若你当初没有起想掌控忘情宗的心思,没有跟孔雀联手将清焰师叔逼上绝路,那清焰师叔必定能护着后山封印安稳,鬼王不至于这般容易的冲破封印,将忘情宗肆意屠戮至尸横遍野!
那你此刻……
仍旧还是高高在上、养尊处优的丹峰峰主。
你苦心经营数百年的丹峰,细心教养的弟子,还有那满山的珍稀灵植和极品材料,都不会因为鬼王的出现而被毁得干干净净,烟消云散,再无踪迹可循。
你也不必如此狼狈不堪的苦苦追寻续命之道!
虽未明说,但这些情况两人皆心知肚明。
宣白气得浑身颤抖,心里如何想得并未表露出来,却是咬紧了压根不肯说出“后悔”二字,“他向来看不起我!明明手中握有整本《千方集》,却不肯将其赠与我,只肯让我摘抄三五张药方!”
“我根本就恨不得杀了他,为何要后悔!”
“他自己那么傻被算计,怪得了谁?!”
余茗差点被气笑了,“你也真是可笑至极。”
说着当真轻轻的笑出声来,“我这辈子再没见过能像你这般狠毒的医修,宣白,你看不惯谁,就非得将人踩进泥地里,将人弄死弄残才甘心。对我是如此,对清焰师叔如此。
对揽月城二爷也是如此……
你永远都不知悔改二字为何物,总觉得这天底下所有人都对不起你,唯独你自己是最厉害的那个。”
“但你可曾听天道轮回,报应不爽这句话。”
“鬼王自后山深渊中破印而出,将你丹峰弟子屠戮殆尽,抢走所有的丹药和炼丹材料,还将你伤成如此模样,就是你当年蓄意谋害清焰师叔的报应!”
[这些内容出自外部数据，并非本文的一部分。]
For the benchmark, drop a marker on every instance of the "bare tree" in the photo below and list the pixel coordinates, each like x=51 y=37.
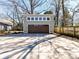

“而揽月城那位二爷出现在玉城,十有八/九也是为了那两份玉髓而来,想来那两份玉髓不会落到你手中,你也再没有时间去寻求其他续命的灵物,这就是你当年想害他性命的报应。”
余茗看着他,轻轻的笑着的。
“宣白,你后不后悔,其实没什么关系。”
“你注定时日无多,注定要死在自己手中。”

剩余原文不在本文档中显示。